History of olives in Australia

1805

Olives were first planted in groves in Parramatta near Sydney. All the states except Tasmania were planted with some varieties of olive trees during the 1800s.

1830

South Australia began to lead the charge of the olive industry.

1851

Five varieties of Olive trees that had come from Marseilles went on to produce oil which won honourable mention at the London Exhibition of that year.

1875

Dr Michael Burr in his book “Australian Olives” details how there were over 3,000 trees in the parklands around Adelaide.

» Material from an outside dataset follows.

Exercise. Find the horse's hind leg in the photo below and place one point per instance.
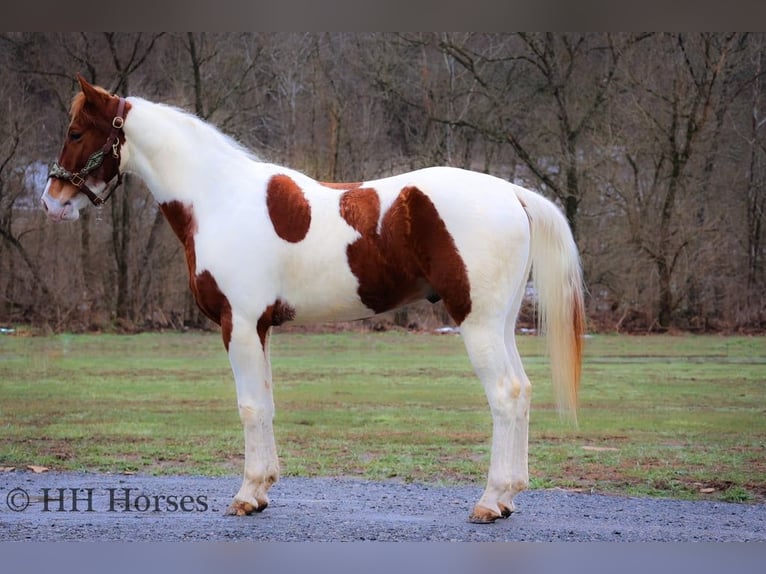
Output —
(507, 392)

By now there was a grove of some 10,000 trees in the foothills of the Mount Lofty ranges.

1883

A paper is written under the heading “Cultural Industries for Queensland.” One of the topics covered was the growing of olives in Queensland, primarily the Brisbane area.

1908

New Norcia Monastery in Western Australia, oil won a silver medal at the Franco-British Exhibition of 1908. Parliament house in Perth also has some very old trees in its front garden – some believe that they are the oldest in Australia.

1911

The Stonyfell Olive Oil Company of South Australia won Gold Export Medals for its oil exported to Italy.

1943

Mr Jacob Friedman started planting what is still today the largest plantation in Australia. The plantation is located at the foot of the northern end of the Grampians near Horsham. By 1956 there were 38,000 trees in the grove.

1964

Vince Lubrano decides to bring olives from Spain and Greece. They process with their secret marinade still used today and sell into supermarkets.

1978

A large olive grove, Robinvale pulled all its trees out when the Mediterranean labour and production costs were low and olive products were being imported at unbeatable prices.

2013

Sandhurst Fine Foods introduces Australian Kalamata Olives to its range. It is a huge success and the family start to investigate why Australia is unable to produce more olives. It is decided that there is not the facility to keep up with the Australian demand of olive eating.

2018

Sandhurst Fine Foods launches its exclusive range of Australian ‘Slow Cured’ Olives using ancient traditional methods of curing avoiding the use of chemicals and heat processing. They start the movement of ‘Slow Cured’ – The Natural Process of fermenting foods.